Sunday, January 22, 2012

Morocco day 4

Yesterday afternoon we stopped on our way to the hotel at a gorge. We stood in the center, the tall rock walls surrounding us reaching to touch the azure sky. A river ran through the center, cold clear water through which we could see the pebbles that carpeted the bottom. Absolutely idyllic, a place that reminded one just to stop if for only a mere second to breathe.
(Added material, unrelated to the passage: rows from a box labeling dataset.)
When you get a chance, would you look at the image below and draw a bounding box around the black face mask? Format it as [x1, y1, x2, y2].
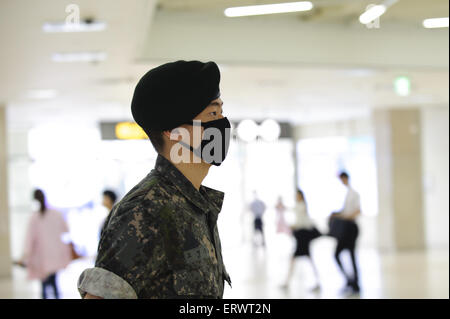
[179, 117, 231, 166]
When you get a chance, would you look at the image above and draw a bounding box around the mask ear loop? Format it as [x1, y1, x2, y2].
[178, 120, 202, 158]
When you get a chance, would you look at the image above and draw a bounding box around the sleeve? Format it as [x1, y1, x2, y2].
[22, 213, 36, 264]
[78, 267, 137, 299]
[78, 204, 164, 298]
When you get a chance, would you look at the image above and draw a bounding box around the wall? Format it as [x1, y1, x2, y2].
[422, 105, 449, 249]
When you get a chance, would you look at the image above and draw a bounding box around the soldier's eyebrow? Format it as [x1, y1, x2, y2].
[209, 101, 223, 107]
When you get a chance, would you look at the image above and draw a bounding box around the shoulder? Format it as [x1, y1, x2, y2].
[105, 173, 174, 228]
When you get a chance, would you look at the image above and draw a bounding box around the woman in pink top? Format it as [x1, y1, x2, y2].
[22, 189, 72, 299]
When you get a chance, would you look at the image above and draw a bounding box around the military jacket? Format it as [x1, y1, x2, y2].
[78, 155, 231, 298]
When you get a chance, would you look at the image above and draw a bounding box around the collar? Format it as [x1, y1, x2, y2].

This morning we visited a melach. The last Jew left 16 years ago.  The melach was within a mud fortress, which historically was near the pasha's palace, so that the Jews could benefit from his protection. They sold here salt ( hence the name), silver and with their ingenuity invented a foot pedaled machine to weave with. We visited a store which still used the same process to create colorful blankets and tapestries. The store was in what had once been a Shul. Rafi described how the place had once looked like, a pointed out to us where the biymah and the Aaron hakodesh had been. Sad I think, that a place which had once been a house of worship had been converted into a store selling merchandise to tourists. Everything had been renovated. Not even a symbol remained to show what this place had once been.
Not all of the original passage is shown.